The loophole in the bank’s surveillance system, which allowed a customer to move into its premises $20 million in fake bills, underlines the calls by Central Bank of Kenya (CBK) for banks to audit the measures they have put in place to keep out illicit funds.
CBK’s directive dated Monday, March 18, also come in the wake of serious allegations against bank officials over their handling of proceeds of corruption in the country, notably in the National Youth Service (NYS) scandal that has already seen a number of commercial banks fined by CBK for handling stolen cash.
KCB, #ticker:KCB Standard Chartered Kenya, Equity Bank, Diamond Trust Bank and Co-operative Bank were last September fined a total of Sh392.5 million for not following proper procedures when they helped to move Sh8 billion funds stolen from the NYS.
The regulator has now ordered all commercial banks to nominate an independent auditor to review their money laundering and financing of terrorism preventative measures as required by the Proceeds of Crime and Anti-Money laundering Act (POCAMLA) and the Prevention of Terrorism Act.

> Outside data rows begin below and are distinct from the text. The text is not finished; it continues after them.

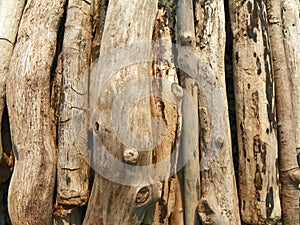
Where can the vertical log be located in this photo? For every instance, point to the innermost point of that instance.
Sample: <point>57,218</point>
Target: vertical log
<point>191,170</point>
<point>112,202</point>
<point>72,165</point>
<point>10,15</point>
<point>219,199</point>
<point>291,33</point>
<point>283,56</point>
<point>28,97</point>
<point>162,110</point>
<point>255,111</point>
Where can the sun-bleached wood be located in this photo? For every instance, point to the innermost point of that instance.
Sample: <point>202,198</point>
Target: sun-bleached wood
<point>10,15</point>
<point>28,98</point>
<point>255,111</point>
<point>219,200</point>
<point>125,24</point>
<point>73,164</point>
<point>284,57</point>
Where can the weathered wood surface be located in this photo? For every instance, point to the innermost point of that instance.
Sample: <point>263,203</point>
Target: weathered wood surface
<point>125,24</point>
<point>10,15</point>
<point>219,199</point>
<point>163,112</point>
<point>189,138</point>
<point>255,111</point>
<point>291,31</point>
<point>28,97</point>
<point>285,58</point>
<point>73,163</point>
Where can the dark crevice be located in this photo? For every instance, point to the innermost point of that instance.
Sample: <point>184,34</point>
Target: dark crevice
<point>229,71</point>
<point>7,149</point>
<point>55,103</point>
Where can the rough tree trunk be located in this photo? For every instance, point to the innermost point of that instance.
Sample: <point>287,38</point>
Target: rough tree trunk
<point>28,97</point>
<point>287,134</point>
<point>125,24</point>
<point>96,78</point>
<point>72,166</point>
<point>255,110</point>
<point>219,200</point>
<point>10,14</point>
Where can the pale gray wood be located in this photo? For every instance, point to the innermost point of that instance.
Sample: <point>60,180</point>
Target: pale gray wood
<point>28,97</point>
<point>284,57</point>
<point>10,15</point>
<point>219,202</point>
<point>113,203</point>
<point>255,111</point>
<point>191,170</point>
<point>72,164</point>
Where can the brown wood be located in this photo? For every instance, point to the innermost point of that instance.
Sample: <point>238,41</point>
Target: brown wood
<point>73,162</point>
<point>219,200</point>
<point>255,111</point>
<point>125,24</point>
<point>32,184</point>
<point>283,59</point>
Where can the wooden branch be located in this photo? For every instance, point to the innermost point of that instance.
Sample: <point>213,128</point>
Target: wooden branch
<point>163,111</point>
<point>191,170</point>
<point>291,26</point>
<point>10,14</point>
<point>219,199</point>
<point>283,56</point>
<point>255,110</point>
<point>72,166</point>
<point>114,203</point>
<point>28,97</point>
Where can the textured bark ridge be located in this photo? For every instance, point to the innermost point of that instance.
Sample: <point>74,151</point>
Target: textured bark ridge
<point>285,55</point>
<point>219,200</point>
<point>31,188</point>
<point>191,170</point>
<point>291,31</point>
<point>162,111</point>
<point>125,24</point>
<point>255,110</point>
<point>10,15</point>
<point>72,165</point>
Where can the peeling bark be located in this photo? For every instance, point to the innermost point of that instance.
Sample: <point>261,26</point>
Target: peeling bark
<point>191,170</point>
<point>162,110</point>
<point>283,58</point>
<point>28,101</point>
<point>10,15</point>
<point>125,24</point>
<point>291,32</point>
<point>255,110</point>
<point>72,167</point>
<point>219,200</point>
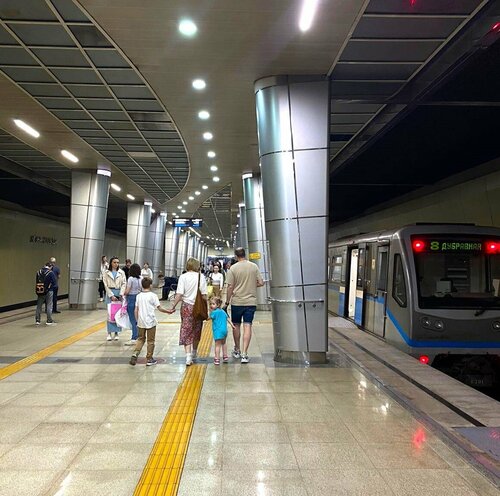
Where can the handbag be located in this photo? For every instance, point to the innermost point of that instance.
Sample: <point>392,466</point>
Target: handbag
<point>200,310</point>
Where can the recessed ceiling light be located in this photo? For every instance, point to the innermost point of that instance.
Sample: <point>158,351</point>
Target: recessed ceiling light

The government is also tightening oversight on terrorism financing after it emerged that the perpetrators of the 14 Riverside terrorist attack in January had moved millions of shillings through banks and mobile money without being reported to authorities.
“To facilitate the implementation of these requirements, CBK hereby issues a directive to all commercial banks, microfinance banks and mortgage finance companies to nominate an independent and competent external third party to undertake a review of the institution’s AML/CFT compliance programme,” said CBK in the circular to commercial banks. The lenders have a deadline of March 31 to nominate the auditor and submit their name to CBK for approval.
The independent auditors will among other things review the customer due diligence measures (know-your-customer) deployed by financial institutions, and evaluate the suitability of a lender’s money laundering and terrorism financing risk assessment. They are also to review the adequacy of internal policies, systems and procedures used by banks to monitor transactions and keep records.
“The independent and competent third party appointed by the institution will be required to test the institution’s reporting process for suspicious transactions and large cash transactions with the Financial Reporting Centre (FRC),” said CBK.